Над просиявшим миром показались первые лучи солнца, рассыпались по воде, задрожали в свежей зелени, в куртине орешника… и ожили, заиграли драгоценные камни, долгие годы не видавшие света!
Сеня ахнула и застыла, не в силах ни слова вымолвить. Мамука был в этом с нею полностью солидарен! Лапекак как-то весь поблек и перестал сучить своими отростками. А майка на берегу чуть явственней зашевелилась и из неё послышался едва слышный голос:
— Крест… Ищите крест.
Сеня опомнилась и стала, не дыша, разгребать сокровища. Из глубины глянул на неё потемневший лик Божьей Матери… Она бережно взяла икону, сдула с неё пыль, положила на зеленую травку и подумала, что это, наверное, та самая чудотворная, о которой говорил Проша.

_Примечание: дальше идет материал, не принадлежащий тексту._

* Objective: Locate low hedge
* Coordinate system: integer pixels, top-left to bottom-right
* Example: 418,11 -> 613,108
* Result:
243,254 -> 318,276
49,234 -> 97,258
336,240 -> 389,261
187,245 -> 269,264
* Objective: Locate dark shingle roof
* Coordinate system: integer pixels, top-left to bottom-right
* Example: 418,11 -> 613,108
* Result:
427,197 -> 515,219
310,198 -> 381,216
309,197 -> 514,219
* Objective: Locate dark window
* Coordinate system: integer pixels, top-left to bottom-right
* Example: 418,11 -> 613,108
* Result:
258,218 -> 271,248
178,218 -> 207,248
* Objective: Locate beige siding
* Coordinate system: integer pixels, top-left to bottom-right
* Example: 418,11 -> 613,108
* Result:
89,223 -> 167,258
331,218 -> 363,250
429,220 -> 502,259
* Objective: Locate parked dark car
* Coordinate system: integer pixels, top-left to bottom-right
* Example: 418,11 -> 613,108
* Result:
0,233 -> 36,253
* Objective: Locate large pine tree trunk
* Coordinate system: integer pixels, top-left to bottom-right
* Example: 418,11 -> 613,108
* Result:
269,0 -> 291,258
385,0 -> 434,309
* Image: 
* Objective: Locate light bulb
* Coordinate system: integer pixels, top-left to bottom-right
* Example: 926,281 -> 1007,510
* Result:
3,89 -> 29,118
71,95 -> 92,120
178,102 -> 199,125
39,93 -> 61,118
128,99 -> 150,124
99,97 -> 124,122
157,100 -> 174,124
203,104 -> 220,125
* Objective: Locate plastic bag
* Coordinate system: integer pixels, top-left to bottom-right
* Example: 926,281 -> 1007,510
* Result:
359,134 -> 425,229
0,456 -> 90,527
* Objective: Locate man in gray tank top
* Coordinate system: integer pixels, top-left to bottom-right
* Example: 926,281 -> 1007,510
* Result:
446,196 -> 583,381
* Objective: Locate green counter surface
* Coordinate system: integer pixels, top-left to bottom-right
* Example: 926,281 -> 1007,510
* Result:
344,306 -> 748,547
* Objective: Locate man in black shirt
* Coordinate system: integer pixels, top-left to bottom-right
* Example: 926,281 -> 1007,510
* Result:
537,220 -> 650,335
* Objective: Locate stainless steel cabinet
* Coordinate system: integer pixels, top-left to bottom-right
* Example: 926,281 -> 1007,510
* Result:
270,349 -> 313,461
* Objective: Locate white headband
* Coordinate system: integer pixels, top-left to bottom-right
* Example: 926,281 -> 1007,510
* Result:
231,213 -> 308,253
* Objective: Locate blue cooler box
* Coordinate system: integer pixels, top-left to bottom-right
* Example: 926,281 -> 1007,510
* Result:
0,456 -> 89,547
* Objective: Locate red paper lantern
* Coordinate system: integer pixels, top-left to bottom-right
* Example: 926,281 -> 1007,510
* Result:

Солнышко заиграло на потемневших красках иконы, и Ксения с изумлением увидела, что лик улыбаеся…
Здесь было множество предметов церковной утвари: подсвечники, кадильницы, золотые лампады и чаши, отделанные рубинами и сапфирами, крупные медальоны на золотых цепях, тоже украшенные камнями, тяжелые старинные фолианты, куски драгоценной парчи, шитой золотом и жемчугом… Потускневшее золото, покрытое слоем пыли, чуть поблескивало в лучах солнца.
Сенины пальцы, послушные Прошиному велению, искали то, что должны были отыскать. Они нащупали две перекладины, пересекавшие одна другую, ухватили, потянули из глубины, раздвигая нити жемчуга, как видно, украшавшие прежде лики святых в окладах икон… Она извлекла из сундучка простой деревянный нательный крест на истлевшем шнурке. Он был темный, гладко отполированный, довольно крупный — с её ладонь. Полустертый от времени силуэт распятого Христа едва виднелся на нем. Сеня погладила деревянную поверхность креста и обернулась к Проше.
— Это он? Ты о нем говорил?
Она опустилась на коленки возле майки, которая вздымалась и опадала в такт дыханию того, кто был там, внутри…
— Дай мне… — Прошин голос стал слышней, точно близость предмета, извлеченного ею из сундучка, придала ему сил. — Положи его… сверху.
Затаив дыхание, Сеня положила крест на синюю майку и сама внезапно перекрестилась. И запрокинула голову, глядя в голубой небесный простор…
— Господи, помоги ему! Пусть он снова станет собой. Если он что-то сделал не так, прости его, пожалуйста… Он ведь хотел, как лучше! Он хороший, Господи, очень хороший! Помоги ему!
Она вздохнула и горячие слезы, внезапные как майский утренний дождик, потекли по щекам, закапали майку…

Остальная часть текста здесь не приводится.